The case for Charles Haley

By PHIL BARBER

The Pro Football Hall of Fame vote is an annual side attraction to the Super Bowl, with each year’s enshrinees announced the day before the game.

This year, a lot of the Bay Area attention is focused on Eddie DeBartolo, the owner who oversaw (and funded) the 49ers teams that won five Super Bowls between the 1981 and 1994 seasons. DeBartolo is hailed as a model owner, though his embarrassing exit from the game, forced by the NFL when he was caught up in a Louisiana graft scandal, no doubt works against him.

There is another prominent 49er up for election, and he, too, has strong football credentials balanced by personal baggage. That is defensive end/linebacker Charles Haley, who played seven seasons with the Niners (1986-1991, and again in 1999) and five with the Dallas Cowboys (1992-96). Haley was the best pass rusher on most of those teams, and finished his career with just over 100 sacks.

More important, he is the only player in history to win five Super Bowls, two in SF and three in Dallas. His teams won 10 division titles in 12 seasons.

“When you talk about five Super Bowl rings, there’s not many people that have five Super Bowl rings,” said 49ers running backs coach Tom Rathman, who knew Haley as both as a teammate and an opponent. “And to be able to play at the level that he played, had the impact that he had as a football player out on the football field, I mean, I don’t know how many guys have been able to do that consistently.

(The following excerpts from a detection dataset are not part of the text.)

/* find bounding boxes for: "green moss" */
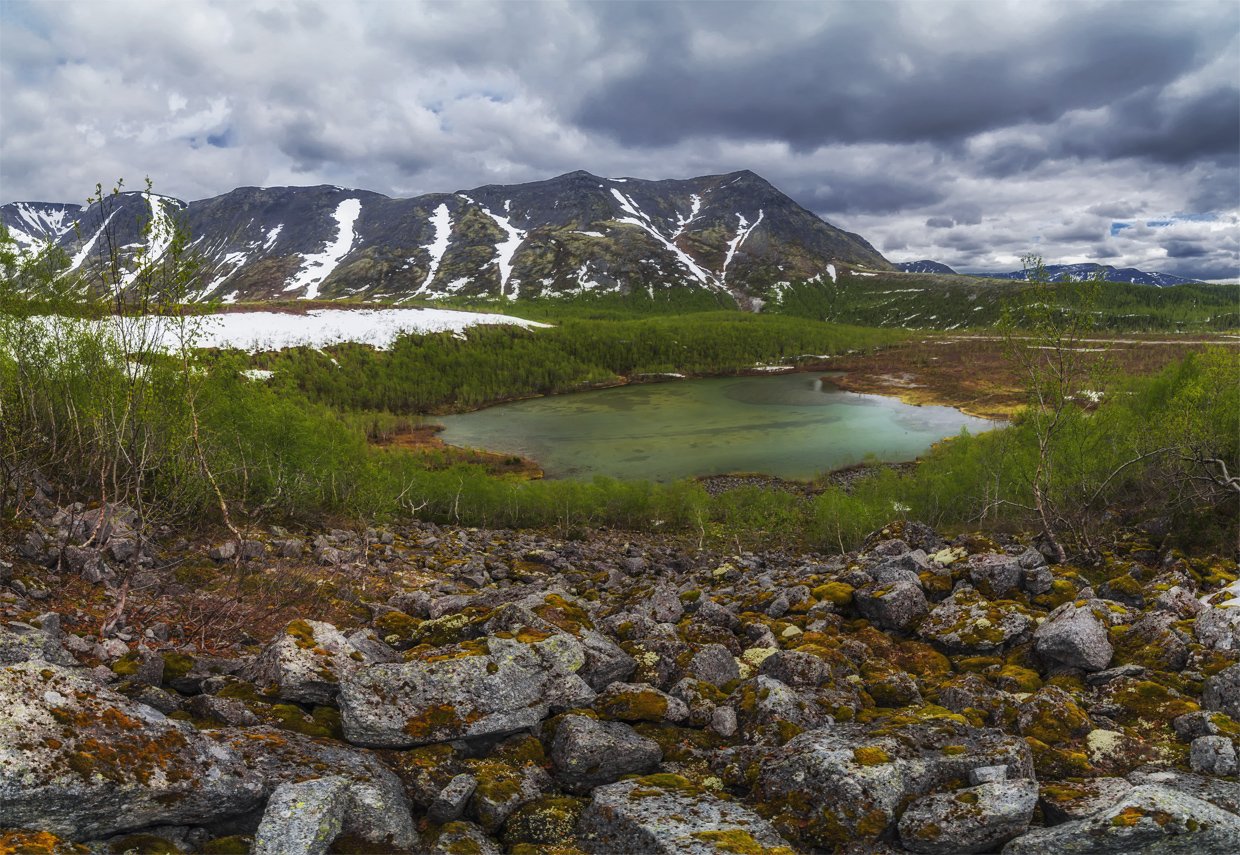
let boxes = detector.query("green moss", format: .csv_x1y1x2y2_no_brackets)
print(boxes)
503,796,587,849
853,746,892,766
594,689,667,721
164,651,193,683
108,834,181,855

I don’t think there’s any question he deserves to get in.”

Michael Irvin, himself a Hall of Famer and another who saw Haley from both perspectives, agrees.

“Very rarely do you get a guy like a Charles Haley,” Irvin told me. “You never have to worry about what he gives you on the football field, it’s always gonna be all-out. And not only will he play all-out, he’s going to make sure everybody on that defense plays all-out.”

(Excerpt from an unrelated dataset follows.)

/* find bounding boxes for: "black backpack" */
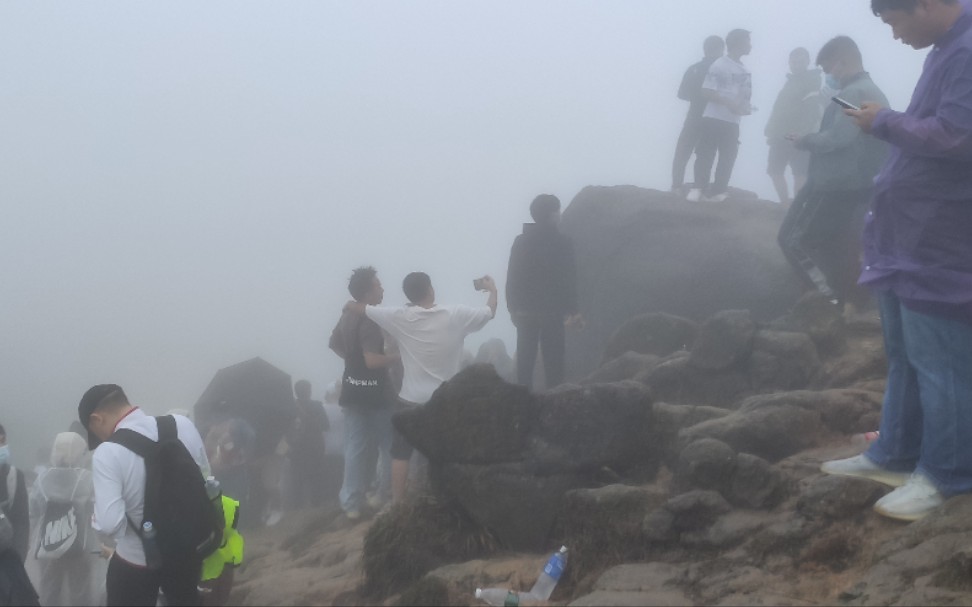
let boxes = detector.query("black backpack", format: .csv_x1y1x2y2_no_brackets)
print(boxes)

Should Haley have a bust in Canton already? “Yesteryear,” Irvin said.

The problem for Haley is that he was almost universally reviled by sportswriters, who do the voting for the Hall of Fame. He was a bully who mocked, harassed and even physically threatened reporters throughout his career. And he wasn’t loved by all his teammates, either. Famously, he urinated on Tim Harris’ car when the two were competing for snaps and sacks with the 49ers.

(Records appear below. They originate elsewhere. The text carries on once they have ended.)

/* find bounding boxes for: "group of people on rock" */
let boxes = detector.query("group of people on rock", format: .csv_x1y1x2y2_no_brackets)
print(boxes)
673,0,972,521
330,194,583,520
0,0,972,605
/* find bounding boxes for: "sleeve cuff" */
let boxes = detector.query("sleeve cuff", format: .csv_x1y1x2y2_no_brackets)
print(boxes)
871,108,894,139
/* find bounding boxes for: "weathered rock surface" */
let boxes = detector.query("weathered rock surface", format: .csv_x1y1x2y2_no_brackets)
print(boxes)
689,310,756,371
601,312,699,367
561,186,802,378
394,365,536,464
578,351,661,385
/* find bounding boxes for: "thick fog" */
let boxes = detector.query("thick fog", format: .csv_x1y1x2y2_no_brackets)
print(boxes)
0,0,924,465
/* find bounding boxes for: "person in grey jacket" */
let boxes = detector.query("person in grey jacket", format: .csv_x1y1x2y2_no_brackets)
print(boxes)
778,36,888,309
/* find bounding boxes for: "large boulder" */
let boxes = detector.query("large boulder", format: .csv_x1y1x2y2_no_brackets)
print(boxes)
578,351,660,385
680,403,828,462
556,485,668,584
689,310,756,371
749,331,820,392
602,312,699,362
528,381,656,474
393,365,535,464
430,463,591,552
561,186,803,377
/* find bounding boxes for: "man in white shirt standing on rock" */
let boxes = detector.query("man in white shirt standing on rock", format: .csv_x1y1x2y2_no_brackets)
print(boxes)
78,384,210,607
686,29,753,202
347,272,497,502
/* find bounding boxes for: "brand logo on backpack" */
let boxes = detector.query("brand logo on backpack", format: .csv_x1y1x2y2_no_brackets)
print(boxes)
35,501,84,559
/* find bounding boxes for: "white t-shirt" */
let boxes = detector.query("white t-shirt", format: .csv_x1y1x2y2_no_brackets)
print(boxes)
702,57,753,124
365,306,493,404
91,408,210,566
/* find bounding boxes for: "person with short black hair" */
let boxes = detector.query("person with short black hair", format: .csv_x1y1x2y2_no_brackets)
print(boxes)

“I understand the voters, and I appreciate all their hard work. I really do,” Irvin said. “I appreciate them trying to uphold the dignity, the class of the Hall of Fame. I understand that. Even though the bylaws say personal situations should not be a determining factor of why or why not a player gets in, I understand humanity is real. So you’re going to have personal feelings. But by not putting a guy in this long, by leaving him out this long, who has clearly, clearly been such an intricate part of five championships, I think there’s hypocrisy there.”

Former wide receiver Jerry Rice, considered by some to be the greatest NFL player ever, also supports Haley’s candidacy. As far as he’s concerned, the only controversy was the 49ers’ letting the athletic defender leave.

“I just can’t believe we traded him to Dallas,” Rice said. “I’m like, ‘Why would you trade him to Dallas?’ And I think he went on to win two or three more Super Bowls? Come on, man.”

The selection committee members will sequester themselves in a room tomorrow, state their cases, argue and swap votes. Results will be announced immediately after, broadcast live.

I spoke to Ira Miller, the long-time San Francisco Chronicle writer who has been a great help to this blog. Ira has a vote and has long been an advocate for DeBartolo. He still considers DeBartolo a long shot, though he says Jed York’s uncle has a much better chance of getting in than late Browns/Ravens owner Art Modell.